The most innovative representatives of American business — think of IBM, Microsoft, GE, Google, FedEx, UPS, US health care and medical device providers, telecommunications innovators, the Silicon Valley, Boston’s Route 128, and North Carolina’s Research Triangle — are being ripped off, big time. So are their counterparts in Europe and important trading countries including Australia, Singapore, and New Zealand. According to Shanker, trillions of dollars are being sucked out of the global economy by such market-distorting, anti-competitive regulatory practices. This is why negotiating market-oriented competition reforms are so important. By contrast, the various academic guesstimates of the potential value of a successful WTO Doha Round at somewhere around “only” $500 billion annually. Even better, the negotiations could be conducted within the auspices of the WTO — where all truly important global trade liberalization should take place anyway. (China, India, Brazil and other developing countries have refused to negotiate such reforms in the Doha Round, but if the major economies set the standard, the recalcitrant Third Worlders would have to realize that such reforms would be in their own self-interests, also.)

Meanwhile, the Obama administration is pressing some market-oriented reforms in the TPP process, including (shrill) demands that Vietnam and Malaysia take steps to bring their state-owned enterprises more into a market-oriented posture. But Singham points out that even if the Vietnamese and Malaysians would agree, the TPP is a long, long way from beginning to set an economic model that the Chinese et. al. would have to respect. But a multilateral agreement between like-minded countries from Europe, Hong Kong, Singapore, Australia, New Zealand and hopefully some progressive Latin American countries like Mexico that are starting to think seriously about competition reforms could be a game changer, the Washington lawyer contends. “Negotiate a multilateral agreement, such as a WTO plurilateral agreement, with like-minded countries that accept free competition as an organizing economic principle,” Singham urged in his October CFR study.

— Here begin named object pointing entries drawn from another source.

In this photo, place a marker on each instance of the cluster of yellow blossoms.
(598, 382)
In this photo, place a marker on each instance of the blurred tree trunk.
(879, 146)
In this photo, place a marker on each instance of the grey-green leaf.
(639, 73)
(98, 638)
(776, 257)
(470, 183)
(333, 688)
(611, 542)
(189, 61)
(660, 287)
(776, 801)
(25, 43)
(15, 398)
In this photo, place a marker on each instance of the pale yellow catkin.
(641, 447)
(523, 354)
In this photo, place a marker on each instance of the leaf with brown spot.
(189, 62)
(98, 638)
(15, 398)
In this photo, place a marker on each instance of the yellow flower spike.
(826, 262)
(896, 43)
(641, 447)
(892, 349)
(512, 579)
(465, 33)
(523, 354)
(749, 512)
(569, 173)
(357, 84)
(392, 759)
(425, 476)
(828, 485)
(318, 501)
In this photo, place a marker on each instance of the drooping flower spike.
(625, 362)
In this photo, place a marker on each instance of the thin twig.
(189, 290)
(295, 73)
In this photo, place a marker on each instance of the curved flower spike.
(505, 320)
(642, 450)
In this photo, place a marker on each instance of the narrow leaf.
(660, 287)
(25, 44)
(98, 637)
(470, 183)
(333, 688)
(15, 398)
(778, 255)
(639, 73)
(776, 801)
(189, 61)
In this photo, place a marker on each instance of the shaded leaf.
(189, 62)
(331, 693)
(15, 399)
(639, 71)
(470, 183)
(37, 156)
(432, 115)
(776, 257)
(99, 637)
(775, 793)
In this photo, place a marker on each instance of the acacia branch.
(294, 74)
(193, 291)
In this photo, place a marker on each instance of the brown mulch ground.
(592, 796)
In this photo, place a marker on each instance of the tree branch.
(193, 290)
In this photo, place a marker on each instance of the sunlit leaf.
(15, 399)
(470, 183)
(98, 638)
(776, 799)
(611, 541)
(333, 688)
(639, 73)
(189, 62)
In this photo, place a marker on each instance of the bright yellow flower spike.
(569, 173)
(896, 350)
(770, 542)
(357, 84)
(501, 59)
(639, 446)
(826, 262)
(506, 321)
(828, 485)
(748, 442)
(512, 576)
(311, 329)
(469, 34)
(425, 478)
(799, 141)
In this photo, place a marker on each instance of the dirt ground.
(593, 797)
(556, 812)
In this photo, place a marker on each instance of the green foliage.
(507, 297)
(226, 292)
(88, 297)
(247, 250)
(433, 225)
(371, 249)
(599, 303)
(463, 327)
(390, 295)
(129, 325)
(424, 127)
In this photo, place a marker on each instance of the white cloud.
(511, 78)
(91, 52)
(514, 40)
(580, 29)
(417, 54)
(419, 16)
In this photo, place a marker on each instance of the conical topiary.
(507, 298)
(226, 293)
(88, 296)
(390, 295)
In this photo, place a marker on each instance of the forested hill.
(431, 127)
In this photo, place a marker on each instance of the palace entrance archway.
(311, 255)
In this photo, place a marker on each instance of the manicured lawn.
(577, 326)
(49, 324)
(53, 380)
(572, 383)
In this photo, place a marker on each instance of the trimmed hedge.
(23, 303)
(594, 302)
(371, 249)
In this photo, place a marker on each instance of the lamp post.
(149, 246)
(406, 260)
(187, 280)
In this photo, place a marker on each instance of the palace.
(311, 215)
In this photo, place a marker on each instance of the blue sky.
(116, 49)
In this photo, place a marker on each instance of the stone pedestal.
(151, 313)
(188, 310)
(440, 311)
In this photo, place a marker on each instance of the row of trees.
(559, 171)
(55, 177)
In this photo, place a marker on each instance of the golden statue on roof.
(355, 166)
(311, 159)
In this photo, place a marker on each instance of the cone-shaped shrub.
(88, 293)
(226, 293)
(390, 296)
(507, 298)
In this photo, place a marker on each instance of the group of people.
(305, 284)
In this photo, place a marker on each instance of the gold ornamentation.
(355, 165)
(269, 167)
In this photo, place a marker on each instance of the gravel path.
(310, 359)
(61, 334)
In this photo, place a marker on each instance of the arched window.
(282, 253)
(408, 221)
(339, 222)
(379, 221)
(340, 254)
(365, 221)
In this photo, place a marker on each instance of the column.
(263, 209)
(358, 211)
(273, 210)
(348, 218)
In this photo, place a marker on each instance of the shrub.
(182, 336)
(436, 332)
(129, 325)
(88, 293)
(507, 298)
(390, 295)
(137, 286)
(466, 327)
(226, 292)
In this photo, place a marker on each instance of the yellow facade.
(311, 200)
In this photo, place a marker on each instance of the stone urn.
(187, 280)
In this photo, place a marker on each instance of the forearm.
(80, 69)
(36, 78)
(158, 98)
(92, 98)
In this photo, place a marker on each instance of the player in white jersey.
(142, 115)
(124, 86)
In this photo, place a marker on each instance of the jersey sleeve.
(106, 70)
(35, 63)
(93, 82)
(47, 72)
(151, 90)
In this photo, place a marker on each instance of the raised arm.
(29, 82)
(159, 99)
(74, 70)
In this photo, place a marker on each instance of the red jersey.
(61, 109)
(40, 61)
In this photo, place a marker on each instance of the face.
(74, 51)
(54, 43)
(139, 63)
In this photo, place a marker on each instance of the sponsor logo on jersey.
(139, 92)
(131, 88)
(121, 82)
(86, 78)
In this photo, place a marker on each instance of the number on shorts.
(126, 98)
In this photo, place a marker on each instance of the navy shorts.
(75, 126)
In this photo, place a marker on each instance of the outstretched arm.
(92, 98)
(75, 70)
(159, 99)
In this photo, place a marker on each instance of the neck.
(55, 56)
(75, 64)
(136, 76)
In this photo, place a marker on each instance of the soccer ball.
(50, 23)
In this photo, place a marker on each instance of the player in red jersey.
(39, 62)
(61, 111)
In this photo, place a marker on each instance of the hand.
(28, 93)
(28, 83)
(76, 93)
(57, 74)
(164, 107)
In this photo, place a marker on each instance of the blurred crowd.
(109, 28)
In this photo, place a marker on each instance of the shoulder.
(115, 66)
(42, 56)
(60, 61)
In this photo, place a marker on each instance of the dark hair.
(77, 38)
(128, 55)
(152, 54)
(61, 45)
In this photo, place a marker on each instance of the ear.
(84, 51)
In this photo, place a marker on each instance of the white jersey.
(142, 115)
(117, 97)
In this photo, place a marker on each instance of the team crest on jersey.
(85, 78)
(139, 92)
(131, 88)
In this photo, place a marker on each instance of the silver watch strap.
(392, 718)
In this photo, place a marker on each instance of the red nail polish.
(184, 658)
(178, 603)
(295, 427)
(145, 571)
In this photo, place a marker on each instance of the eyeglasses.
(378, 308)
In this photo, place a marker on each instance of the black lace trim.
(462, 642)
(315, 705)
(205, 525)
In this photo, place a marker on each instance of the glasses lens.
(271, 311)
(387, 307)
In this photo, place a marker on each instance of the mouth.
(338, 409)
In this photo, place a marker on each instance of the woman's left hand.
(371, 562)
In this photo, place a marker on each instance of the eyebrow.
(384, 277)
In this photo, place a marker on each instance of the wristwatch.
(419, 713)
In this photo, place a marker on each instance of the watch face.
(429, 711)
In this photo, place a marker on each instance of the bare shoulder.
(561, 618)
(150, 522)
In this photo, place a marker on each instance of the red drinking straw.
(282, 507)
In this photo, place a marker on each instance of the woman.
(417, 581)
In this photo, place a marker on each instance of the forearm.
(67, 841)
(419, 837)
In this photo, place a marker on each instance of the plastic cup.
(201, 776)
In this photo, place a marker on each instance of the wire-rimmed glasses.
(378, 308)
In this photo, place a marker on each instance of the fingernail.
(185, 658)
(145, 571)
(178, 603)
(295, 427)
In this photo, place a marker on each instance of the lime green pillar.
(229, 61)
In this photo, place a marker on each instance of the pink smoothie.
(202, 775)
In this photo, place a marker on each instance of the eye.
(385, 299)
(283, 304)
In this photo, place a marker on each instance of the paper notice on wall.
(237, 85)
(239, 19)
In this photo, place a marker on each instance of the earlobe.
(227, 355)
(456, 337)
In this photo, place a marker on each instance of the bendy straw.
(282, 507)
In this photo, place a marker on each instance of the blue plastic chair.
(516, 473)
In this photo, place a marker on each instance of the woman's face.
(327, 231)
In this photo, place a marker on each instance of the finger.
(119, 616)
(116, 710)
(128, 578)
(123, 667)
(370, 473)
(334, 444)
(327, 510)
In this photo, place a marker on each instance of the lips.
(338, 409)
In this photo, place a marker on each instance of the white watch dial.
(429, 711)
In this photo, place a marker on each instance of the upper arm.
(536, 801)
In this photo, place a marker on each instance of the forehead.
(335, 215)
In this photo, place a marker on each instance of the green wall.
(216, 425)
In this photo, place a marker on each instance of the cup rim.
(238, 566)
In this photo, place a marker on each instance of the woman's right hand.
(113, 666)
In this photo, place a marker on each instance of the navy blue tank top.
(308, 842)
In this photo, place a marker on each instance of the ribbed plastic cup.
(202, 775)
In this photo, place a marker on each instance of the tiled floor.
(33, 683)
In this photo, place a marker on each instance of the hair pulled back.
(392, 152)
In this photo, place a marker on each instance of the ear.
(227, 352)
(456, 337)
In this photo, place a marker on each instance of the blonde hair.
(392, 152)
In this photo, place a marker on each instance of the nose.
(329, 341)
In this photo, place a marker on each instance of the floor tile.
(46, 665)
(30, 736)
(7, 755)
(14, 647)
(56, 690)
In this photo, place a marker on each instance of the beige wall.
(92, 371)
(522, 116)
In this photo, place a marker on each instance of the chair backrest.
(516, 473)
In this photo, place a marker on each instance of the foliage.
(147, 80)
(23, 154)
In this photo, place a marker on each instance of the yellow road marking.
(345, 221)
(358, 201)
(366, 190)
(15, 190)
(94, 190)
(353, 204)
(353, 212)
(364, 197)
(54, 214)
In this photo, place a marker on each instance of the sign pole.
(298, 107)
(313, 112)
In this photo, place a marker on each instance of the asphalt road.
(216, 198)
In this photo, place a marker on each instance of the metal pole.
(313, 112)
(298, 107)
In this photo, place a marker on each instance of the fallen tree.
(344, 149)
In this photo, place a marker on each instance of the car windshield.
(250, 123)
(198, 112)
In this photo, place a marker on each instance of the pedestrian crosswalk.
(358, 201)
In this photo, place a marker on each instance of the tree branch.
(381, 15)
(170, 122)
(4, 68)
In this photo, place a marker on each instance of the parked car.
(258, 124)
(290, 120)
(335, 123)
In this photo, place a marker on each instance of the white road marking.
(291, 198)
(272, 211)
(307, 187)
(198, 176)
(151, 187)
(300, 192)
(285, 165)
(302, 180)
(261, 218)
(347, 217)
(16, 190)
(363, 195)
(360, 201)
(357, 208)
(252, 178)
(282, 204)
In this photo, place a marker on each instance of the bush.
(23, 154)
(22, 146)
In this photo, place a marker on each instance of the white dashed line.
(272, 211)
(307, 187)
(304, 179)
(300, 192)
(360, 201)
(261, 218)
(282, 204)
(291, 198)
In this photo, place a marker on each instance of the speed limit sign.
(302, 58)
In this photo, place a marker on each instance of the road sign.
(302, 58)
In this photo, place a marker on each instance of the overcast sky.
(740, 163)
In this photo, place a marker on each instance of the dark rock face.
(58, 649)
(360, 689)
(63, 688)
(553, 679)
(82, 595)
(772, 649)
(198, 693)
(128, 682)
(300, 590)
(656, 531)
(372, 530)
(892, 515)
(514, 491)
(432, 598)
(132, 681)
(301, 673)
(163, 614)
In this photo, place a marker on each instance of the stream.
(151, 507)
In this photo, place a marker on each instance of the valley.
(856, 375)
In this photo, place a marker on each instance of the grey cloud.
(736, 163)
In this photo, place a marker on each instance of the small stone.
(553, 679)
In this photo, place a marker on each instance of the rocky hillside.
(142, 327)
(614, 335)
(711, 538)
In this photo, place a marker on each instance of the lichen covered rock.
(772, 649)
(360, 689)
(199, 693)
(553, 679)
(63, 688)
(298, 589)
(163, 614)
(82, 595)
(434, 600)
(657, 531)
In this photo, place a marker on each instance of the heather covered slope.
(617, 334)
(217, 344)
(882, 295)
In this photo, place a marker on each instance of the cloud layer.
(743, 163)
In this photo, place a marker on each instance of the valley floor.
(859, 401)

I asked Obama’s chief White House aide for international economics, Mike Froman, if he sees merit in Singham’s CFR paper. I also asked — not for the first time — about what the White House thinks of the advice offered by Democrats like Ed Gresser on high U.S. tariffs on footwear and clothing.
Froman’s spokeswoman, Caitlin Hayden, offered the following response, which I relate in its entirety:

“We’re happy to answer questions about our policy, but I’m not going to ask Mike to react to or offer thoughts on the thinking of various lawyers and academics, etc.” In terms of the administration’s second-term “vision,” Hayden said that she “would offer two areas as priorities in our international economic engagement.” The first, she explained, was in “maintaining growth in the global economy while supporting our European allies as they navigate the crisis in the Eurozone.” The second priority would be “moving forward with our global effort — including the agreements reached in Copenhagen, Cancun, and Durban — to build a framework to combat climate change.”

“This isn’t all that we’ll work on, but these are the priorities,” Hayden added.

Nowhere in the White House response was there any mention of boosting international trade flows as an important presidential priority.